For now, read this article about why New York City has the world's best tasting pizza.
"New York has a grand tradition of pizza making and holds it dear," Batali says. Which means institutions like Arturo's have been using the same equipment for decades. "An oven captures the gestalt of beautifully cooked pizza. And it imparts that."
I'm not comfortable attributing a pizza's quality to gestalt — it sounds like something a California pizzeria would list as a topping. But Batali's theory makes sense to David Tisi, a food-development consultant who has spent much of his career studying pizza.
"As you cook, some ingredients vaporize, and these volatilized particles can attach themselves to the walls of the baking cavity," Tisi says. "The next time you use the oven, these bits get caught up in the convection currents and deposited on the food, which adds flavor." Over time, he says, more particles join the mix and mingle with the savory soot from burned wood or coal — the only fuels worth using — to create a flavor that you can't grow in a garden: gestalt, if you will.
That explains why the only San Francisco pizza I can tolerate is from Tommaso's, a restaurant whose wood-fired oven has been crackling since 1935. Still, there's something off with the crust.

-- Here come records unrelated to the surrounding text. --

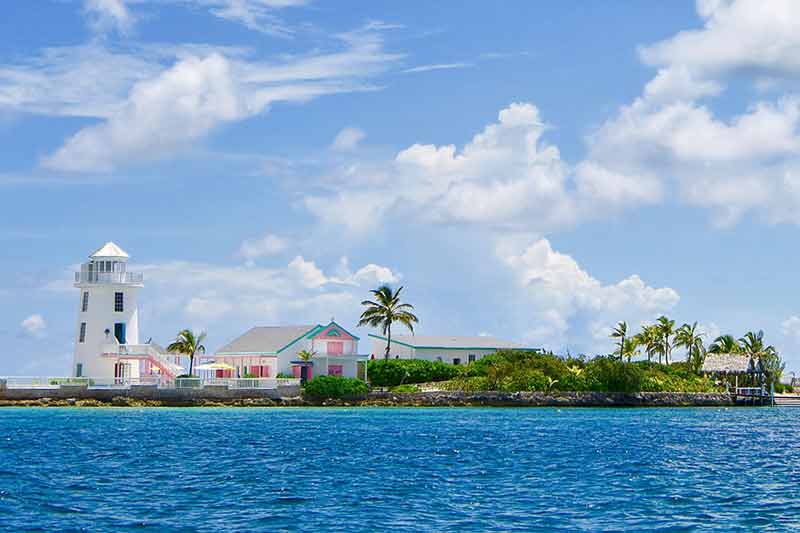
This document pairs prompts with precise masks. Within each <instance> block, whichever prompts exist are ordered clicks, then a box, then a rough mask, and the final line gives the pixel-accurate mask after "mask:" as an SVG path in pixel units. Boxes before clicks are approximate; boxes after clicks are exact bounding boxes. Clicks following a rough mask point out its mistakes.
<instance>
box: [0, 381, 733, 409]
mask: <svg viewBox="0 0 800 533" xmlns="http://www.w3.org/2000/svg"><path fill="white" fill-rule="evenodd" d="M734 404H735V402H734V398H733V397H732V396H731V395H730V394H725V393H675V392H641V393H600V392H558V393H543V392H513V393H512V392H441V391H439V392H418V393H406V394H398V393H391V392H372V393H370V394H369V395H368V396H367V398H353V399H349V400H306V399H303V398H301V396H300V388H299V387H297V386H290V387H278V388H277V389H228V388H227V387H221V386H220V387H210V386H206V387H203V388H198V389H160V388H158V387H156V386H150V385H142V386H132V387H130V388H129V389H122V390H120V389H93V388H88V387H86V386H68V385H62V386H61V387H58V388H48V389H41V388H30V389H20V388H3V387H0V406H54V407H57V406H87V407H89V406H140V407H158V406H175V407H180V406H186V407H190V406H200V407H202V406H233V407H246V406H254V407H267V406H315V405H319V406H375V407H404V406H409V407H459V406H486V407H693V406H733V405H734Z"/></svg>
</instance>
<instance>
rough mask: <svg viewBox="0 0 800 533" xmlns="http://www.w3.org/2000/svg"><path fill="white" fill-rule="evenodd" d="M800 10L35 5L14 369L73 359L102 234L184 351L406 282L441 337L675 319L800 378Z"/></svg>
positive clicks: (19, 9)
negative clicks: (754, 338) (84, 304)
mask: <svg viewBox="0 0 800 533" xmlns="http://www.w3.org/2000/svg"><path fill="white" fill-rule="evenodd" d="M798 25H800V7H798V6H797V4H796V3H795V2H792V1H790V0H785V1H783V0H774V1H773V2H770V4H769V7H765V6H764V5H763V3H762V2H758V1H755V0H736V1H733V0H699V1H698V2H697V3H694V2H688V1H687V2H669V3H666V2H632V1H631V2H613V3H599V2H598V3H586V2H575V3H564V2H560V3H550V4H548V3H543V2H523V1H520V2H513V1H509V2H498V3H495V4H492V5H491V6H489V7H487V5H486V3H485V2H460V3H459V4H458V6H457V7H456V6H455V5H454V4H453V3H452V2H424V3H415V2H377V1H376V2H346V1H341V2H340V1H337V2H324V1H321V0H317V1H305V2H303V1H299V0H298V1H295V0H85V1H84V0H80V1H79V0H74V1H69V0H53V1H47V0H41V1H38V2H25V1H12V2H10V3H9V6H7V7H6V10H5V13H4V16H3V17H2V18H1V19H0V35H2V36H3V38H2V40H0V222H1V224H0V244H1V246H0V273H2V280H3V281H2V282H0V304H2V305H0V340H2V343H3V346H4V347H5V349H4V350H3V352H2V353H1V354H0V374H25V375H31V374H60V373H66V372H68V371H69V364H70V358H71V352H72V343H73V341H74V335H75V316H74V312H75V309H76V306H77V298H78V295H77V291H76V290H75V289H74V288H72V287H71V285H70V279H71V271H72V270H73V269H74V267H75V265H76V264H78V263H80V262H82V261H83V260H84V259H85V257H86V256H87V255H88V254H89V253H90V252H91V251H92V250H94V249H95V248H97V247H98V246H100V245H101V244H102V243H104V242H105V241H108V240H113V241H115V242H117V243H118V244H119V245H121V246H122V247H123V248H125V249H126V250H127V251H128V252H129V253H130V254H131V256H132V266H131V268H132V269H138V270H141V271H144V273H145V276H146V280H147V281H146V284H147V286H146V288H145V289H144V290H143V294H142V296H141V300H140V301H141V312H142V318H141V322H142V324H141V329H142V335H143V337H145V338H147V337H153V338H155V339H156V340H158V341H161V342H167V341H168V340H169V339H170V338H171V337H172V336H174V334H175V332H176V331H177V330H178V329H180V328H183V327H193V328H200V329H206V330H208V333H209V337H208V344H209V347H210V348H212V349H213V348H215V347H218V346H220V345H222V344H223V343H225V342H226V341H228V340H229V339H230V338H232V337H234V336H236V335H238V334H239V333H241V332H243V331H244V330H246V329H248V328H249V327H251V326H253V325H270V324H287V323H308V322H323V321H326V320H328V319H329V318H330V317H331V316H335V317H336V318H337V321H339V322H340V323H342V324H343V325H346V326H352V325H353V324H354V323H355V321H356V320H357V316H358V314H359V312H360V310H359V305H358V303H359V302H360V301H361V300H362V299H363V297H364V296H365V295H366V294H367V291H368V290H369V289H370V288H373V287H374V286H376V285H378V284H380V283H384V282H388V283H391V284H395V285H397V284H403V285H405V286H406V287H407V288H406V291H407V297H408V299H409V300H410V301H411V302H412V303H414V304H415V305H416V307H417V310H418V314H419V315H420V317H421V319H422V320H421V324H420V326H419V332H420V333H425V334H463V335H475V334H491V335H495V336H498V337H503V338H508V339H511V340H515V341H517V342H520V343H524V344H526V345H533V346H544V347H548V348H552V349H554V350H559V351H561V350H567V349H568V350H570V351H571V352H573V353H576V352H586V353H598V352H603V351H606V350H609V349H610V341H609V340H608V338H607V334H608V329H609V327H610V326H612V325H613V324H614V323H615V322H616V321H618V320H627V321H629V322H630V323H632V324H633V325H638V324H640V323H643V322H646V321H650V320H653V319H654V318H655V317H656V316H658V315H659V314H661V313H667V314H669V315H670V316H672V317H674V318H675V319H676V320H678V321H679V322H684V321H695V320H696V321H698V322H700V324H701V325H702V327H703V328H704V330H705V331H706V332H707V334H708V337H710V338H713V337H714V336H716V335H717V334H719V333H720V332H722V333H732V334H735V335H741V334H743V333H744V332H746V331H748V330H751V329H756V330H757V329H764V330H765V332H766V334H767V337H768V339H769V340H770V341H771V342H773V343H774V344H776V345H777V346H778V347H779V348H780V350H781V351H782V354H783V356H784V357H785V358H786V360H787V361H788V367H789V368H790V369H794V368H798V367H800V355H796V354H797V350H798V347H800V306H798V304H797V303H796V298H795V295H794V292H795V291H794V288H795V278H796V272H797V263H798V261H800V254H798V252H797V251H796V246H794V244H795V241H796V235H797V224H798V223H800V160H799V159H798V153H800V135H798V132H797V125H798V121H800V99H798V97H797V96H796V95H797V84H798V80H800V63H798V62H797V60H796V54H795V53H794V51H795V50H796V49H797V47H798V46H800V37H798V35H800V31H799V30H800V28H798V27H797V26H798ZM361 333H363V334H366V333H367V332H366V331H364V332H361ZM710 338H709V339H708V340H711V339H710ZM362 348H363V349H364V350H368V349H369V345H368V343H365V344H364V346H362Z"/></svg>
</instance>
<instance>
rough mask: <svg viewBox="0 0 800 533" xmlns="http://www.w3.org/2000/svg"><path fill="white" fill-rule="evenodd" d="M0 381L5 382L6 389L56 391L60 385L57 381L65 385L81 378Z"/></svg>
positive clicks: (12, 376)
mask: <svg viewBox="0 0 800 533" xmlns="http://www.w3.org/2000/svg"><path fill="white" fill-rule="evenodd" d="M2 379H3V381H5V382H6V387H7V388H9V389H57V388H58V387H59V385H60V383H59V381H57V380H62V381H63V382H64V383H67V380H82V378H49V377H39V376H12V377H7V378H2ZM75 384H80V383H75Z"/></svg>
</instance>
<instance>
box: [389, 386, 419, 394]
mask: <svg viewBox="0 0 800 533" xmlns="http://www.w3.org/2000/svg"><path fill="white" fill-rule="evenodd" d="M392 392H396V393H398V394H409V393H413V392H419V387H417V386H416V385H398V386H397V387H392Z"/></svg>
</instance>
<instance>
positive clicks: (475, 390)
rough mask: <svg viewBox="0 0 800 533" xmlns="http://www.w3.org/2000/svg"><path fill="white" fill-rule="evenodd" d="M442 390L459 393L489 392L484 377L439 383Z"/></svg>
mask: <svg viewBox="0 0 800 533" xmlns="http://www.w3.org/2000/svg"><path fill="white" fill-rule="evenodd" d="M440 386H441V387H442V389H444V390H447V391H459V392H482V391H488V390H491V387H490V386H489V381H488V380H487V379H486V377H485V376H472V377H459V378H456V379H453V380H450V381H443V382H442V383H440Z"/></svg>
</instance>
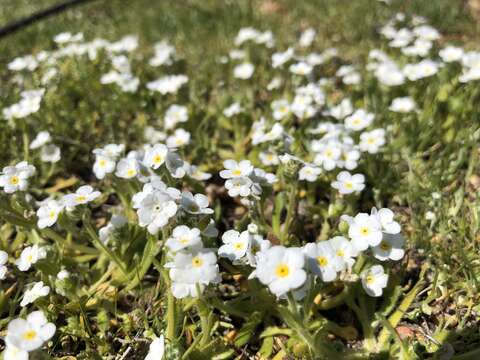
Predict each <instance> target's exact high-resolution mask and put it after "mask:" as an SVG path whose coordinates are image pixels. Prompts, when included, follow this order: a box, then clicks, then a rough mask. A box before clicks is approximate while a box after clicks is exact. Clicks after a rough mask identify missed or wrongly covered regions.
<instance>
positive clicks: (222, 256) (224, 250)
mask: <svg viewBox="0 0 480 360" xmlns="http://www.w3.org/2000/svg"><path fill="white" fill-rule="evenodd" d="M222 241H223V243H224V245H222V246H220V248H219V249H218V255H219V256H221V257H226V258H228V259H229V260H230V261H235V260H240V259H241V258H243V257H244V256H245V254H246V253H247V249H248V247H249V245H250V234H249V232H248V231H243V232H242V233H239V232H238V231H236V230H228V231H226V232H225V233H224V234H223V235H222Z"/></svg>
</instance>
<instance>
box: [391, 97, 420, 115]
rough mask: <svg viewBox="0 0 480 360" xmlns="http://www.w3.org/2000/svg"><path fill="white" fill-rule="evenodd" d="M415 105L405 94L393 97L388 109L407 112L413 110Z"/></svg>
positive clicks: (393, 110) (410, 97) (404, 112)
mask: <svg viewBox="0 0 480 360" xmlns="http://www.w3.org/2000/svg"><path fill="white" fill-rule="evenodd" d="M415 106H416V105H415V101H414V100H413V99H412V98H411V97H409V96H405V97H399V98H396V99H393V101H392V104H391V105H390V107H389V109H390V111H394V112H399V113H408V112H411V111H413V110H415Z"/></svg>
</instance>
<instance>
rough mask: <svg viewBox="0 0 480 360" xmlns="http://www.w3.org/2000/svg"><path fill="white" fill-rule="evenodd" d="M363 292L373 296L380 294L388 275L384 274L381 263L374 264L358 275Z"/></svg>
mask: <svg viewBox="0 0 480 360" xmlns="http://www.w3.org/2000/svg"><path fill="white" fill-rule="evenodd" d="M360 278H361V279H362V286H363V288H364V289H365V292H366V293H367V294H368V295H370V296H374V297H378V296H381V295H382V292H383V288H385V287H386V286H387V282H388V275H387V274H385V271H384V270H383V266H382V265H374V266H372V267H371V268H370V269H367V270H364V271H363V272H362V274H361V275H360Z"/></svg>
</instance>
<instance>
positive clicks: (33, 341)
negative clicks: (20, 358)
mask: <svg viewBox="0 0 480 360" xmlns="http://www.w3.org/2000/svg"><path fill="white" fill-rule="evenodd" d="M55 330H56V328H55V325H54V324H52V323H49V322H48V320H47V319H46V317H45V315H44V314H43V312H42V311H34V312H32V313H30V314H29V315H28V316H27V319H22V318H16V319H13V320H12V321H10V322H9V323H8V328H7V336H6V338H5V340H6V342H7V343H8V344H11V345H13V346H15V347H16V348H18V349H20V350H23V351H33V350H36V349H38V348H40V347H41V346H42V345H43V343H44V342H46V341H48V340H50V339H51V338H52V336H53V335H54V334H55Z"/></svg>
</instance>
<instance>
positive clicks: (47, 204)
mask: <svg viewBox="0 0 480 360" xmlns="http://www.w3.org/2000/svg"><path fill="white" fill-rule="evenodd" d="M64 207H65V205H63V203H61V202H59V201H55V200H48V201H47V202H45V203H44V204H42V206H40V207H39V208H38V210H37V217H38V222H37V225H38V227H39V228H40V229H44V228H46V227H50V226H52V225H53V224H55V223H56V222H57V219H58V215H59V214H60V213H61V212H62V210H63V208H64Z"/></svg>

"Water," Batali says. "Water is huge. It's probably one of California's biggest problems with pizza." Water binds the dough's few ingredients. Nearly every chemical reaction that produces flavor occurs in water, says Chris Loss, a food scientist with the Culinary Institute of America. "So, naturally, the minerals and chemicals in it will affect every aspect of the way something tastes."
Batali himself encounters the water problem at his upscale New York restaurant Del Posto, where he makes traditional Italian food. The tap water in Manhattan is far different from that of the motherland. His solution: create his own mineral-water composite. Working from a chemical analysis of l'acqua italiana, Batali's team basically clones the H2O that gives the food in Italy its — well, its gestalt. He plans to do this at Pizzeria Mozza in LA, but the joint's Italian-style pie is too lightweight for my taste.
So it's our "clean" water running through our 100 year old pipes that does it.
Nice - I think.
Water has something to do with it. I happen to think that pizza as we know it in the modern age was invented (or at least re-invented) not in Italy, but in New York.
The interesting thing about pizza in New York is this: You can practically get a better slice of pie here for 99 cents than you can anywhere in the world - and I've eaten pizza in Italy, in Europe, in Australia, in Asia, and in the rest of the USA.
I don't really have a favorite place that I can say is better than anywhere else - because there are simply too many pizza places in the city to know which is absolutely the best.
Actually - that sounds like a good experiment - where is the best pizza in the city? How many places would I have to try? Around what, 2,000 in all 5 boroughs?
So what I am really saying is :
Best Pizza in World in NYC?
This is good to know.
Hey guys, great forum and thanks for the mention of my review of Eat Pray Love Mr EastVillager!
I might just be an amateur at film reviews but I'm a pro when it comes to eating pizzas and I gotta tell you - New York does have some very nice pizza.